Zaden die in de grond blijven zitten – omdat de agouti ze vergeet of omdat het knaagdier zelf wordt opgegeten – hebben kans om te ontkiemen en uit te groeien tot een nieuwe boom. De overlevingskans van een zaad hangt waarschijnlijk af van de levensloop van een agouti, die op zijn beurt weer overgeleverd is aan de ocelot.
Guyana
Jansens Panamese plannen sluiten naadloos aan bij zijn promotie vorig jaar februari. Hij onderzocht in het regenbos van Frans Guyana de zaadverspreiding van de boom Carapa procera door acouchies (iets kleiner dan agouti’s). Het bleek dat grote zaden die in een rijk jaar vallen, temidden van een overvloed aan andere zaden, de meeste kans hebben om verspreid te worden en vervolgens uit te groeien tot zaailing. Dit resultaat verschijnt binnenkort in het tijdschrift Ecological Monographs. Vanuit het perspectief van de acouchies is dit resultaat goed te begrijpen. In rijke jaren kunnen de zaadeters het zich permitteren kieskeurig te zijn. Hun voorkeur gaat dan uit naar grote zaden, want die bevatten de meeste energie. In zo’n rijk jaar verstoppen ze echter zoveel zaden dat ze deze onmogelijk allemaal kunnen opeten. Daardoor krijgt in rijke jaren een relatief groot deel van de zaden de kans zich te ontwikkelen tot zaailing. Voor bomen die van acouchies afhankelijk zijn, is het dus gunstig grote zaden te maken in een overvloedig jaar. Jansen: ‘Waarschijnlijk hebben zaadeters zo de evolutie van de bomen beïnvloed.’
Verjonging
Op Barro Colorado Island wil Jansen erachter komen hoe het verstoppen van zaden door knaagdieren iets oplevert voor planten. Eerst wil hij weten welke afstand de zaden kunnen afleggen. ‘In Frans Guyana vonden we de zaden die ver weg gingen meestal niet terug, een bekend probleem bij zaadverspreidingstudies. Daardoor missen we altijd de staart van de distributie, terwijl gedacht wordt dat juist die zaden belangrijk zijn voor het reproductieve succes van bomen.’ Door zaden te merken met een draadmerk waarin een zender is verwerkt, hoopt Jansen zaden te kunnen volgen ongeacht hoe ver ze gaan. De zaden worden uitgerust met kleine zendertjes die ervoor zorgen dat ze een sterk signaal afgeven zolang ze bewegen. De ontvangsttorens registreren dat signaal en bepalen de lokatie. Op bepaalde plaatsen zullen extra, lagere ontvangmasten komen om de zaden nauwkeuriger te kunnen lokaliseren.
Diefstal
Zaadverspreiding door knaagdieren is lastig te volgen omdat het in verschillende etappes gebeurt. De zaden worden regelmatig opgegraven en verderop opnieuw verstopt. Ze raken zo steeds verder van de ouderboom. Het is echter niet duidelijk hoe dit komt, de zenders moeten uitkomst bieden. ‘Door de lokaties van bewegende zaden en agouti’s te vergelijken, kunnen we onderscheiden of zaden worden verplaatst door de eigenaar die zijn eigen voedselvoorraad actief beheert, of door een buur-agouti die zaden steelt om ze in zijn eigen territorium te verstoppen.’

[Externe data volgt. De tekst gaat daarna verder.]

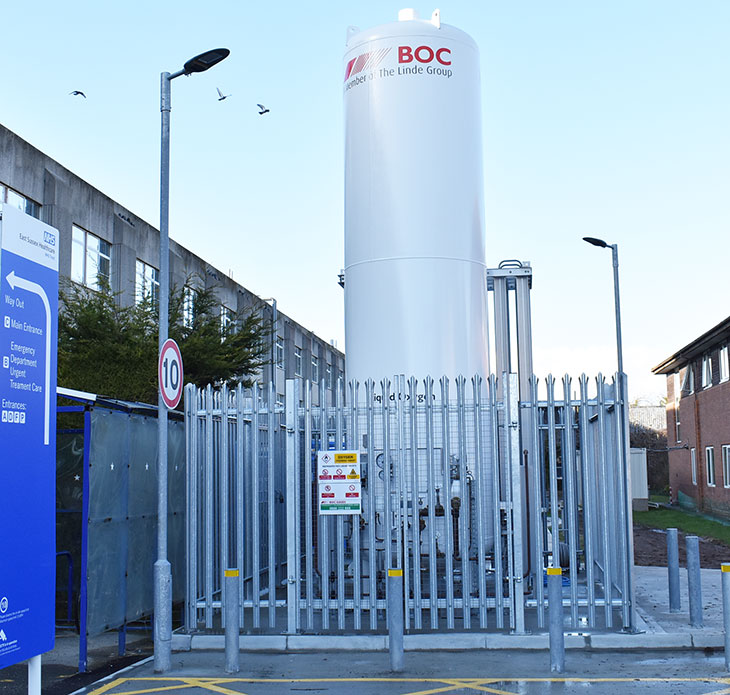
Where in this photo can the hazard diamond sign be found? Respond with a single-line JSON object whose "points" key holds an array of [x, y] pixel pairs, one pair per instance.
{"points": [[339, 489]]}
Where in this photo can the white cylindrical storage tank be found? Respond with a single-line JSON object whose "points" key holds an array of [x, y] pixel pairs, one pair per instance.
{"points": [[415, 286]]}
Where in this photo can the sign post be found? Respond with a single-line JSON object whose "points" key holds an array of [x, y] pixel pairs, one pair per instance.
{"points": [[28, 350], [338, 482], [170, 373]]}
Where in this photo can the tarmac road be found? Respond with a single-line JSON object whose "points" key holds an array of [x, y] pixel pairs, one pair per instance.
{"points": [[426, 673]]}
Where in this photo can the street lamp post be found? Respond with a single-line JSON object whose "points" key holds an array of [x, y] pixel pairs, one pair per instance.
{"points": [[162, 574], [621, 397]]}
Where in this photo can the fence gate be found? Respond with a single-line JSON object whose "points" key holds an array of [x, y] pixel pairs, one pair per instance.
{"points": [[471, 495]]}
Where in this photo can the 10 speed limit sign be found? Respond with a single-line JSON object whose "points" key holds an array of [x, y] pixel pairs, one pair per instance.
{"points": [[170, 373]]}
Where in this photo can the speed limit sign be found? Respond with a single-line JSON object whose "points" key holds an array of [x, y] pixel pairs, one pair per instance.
{"points": [[170, 373]]}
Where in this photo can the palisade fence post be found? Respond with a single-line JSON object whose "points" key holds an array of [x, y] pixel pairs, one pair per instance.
{"points": [[726, 610], [232, 620], [675, 604], [395, 618]]}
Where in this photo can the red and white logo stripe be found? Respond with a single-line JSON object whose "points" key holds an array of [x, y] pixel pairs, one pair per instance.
{"points": [[366, 61]]}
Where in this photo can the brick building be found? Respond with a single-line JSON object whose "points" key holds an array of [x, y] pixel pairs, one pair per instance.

Het intrigerendst is natuurlijk de driehoek ocelot-agouti-palmnoten. Van alle verstopte noten ontsnappen er kennelijk genoeg aan de hongerige knaagdieren om het bos te verjongen. Maar in bestaande zaadverspreidingstudies resulteerden zaden slechts zelden in zaailingen. Hoe kan dat? Jansen wil weten hoe belangrijk de predatie van zaadeters is in vergelijking met het vergeten van zaden. Jansen: ‘Stel: een ocelot pakt een agouti. Wat gebeurt er met de zaden die hij verstopt heeft? Als die opgroeien tot zaailingen, zou je verwachten dat de verjonging van het bos plaatsvindt via territoria van opgegeten agouti’s. Wij vermoeden dat predatoren op die manier indirect de verjonging van bepaalde boomsoorten bevorderen.’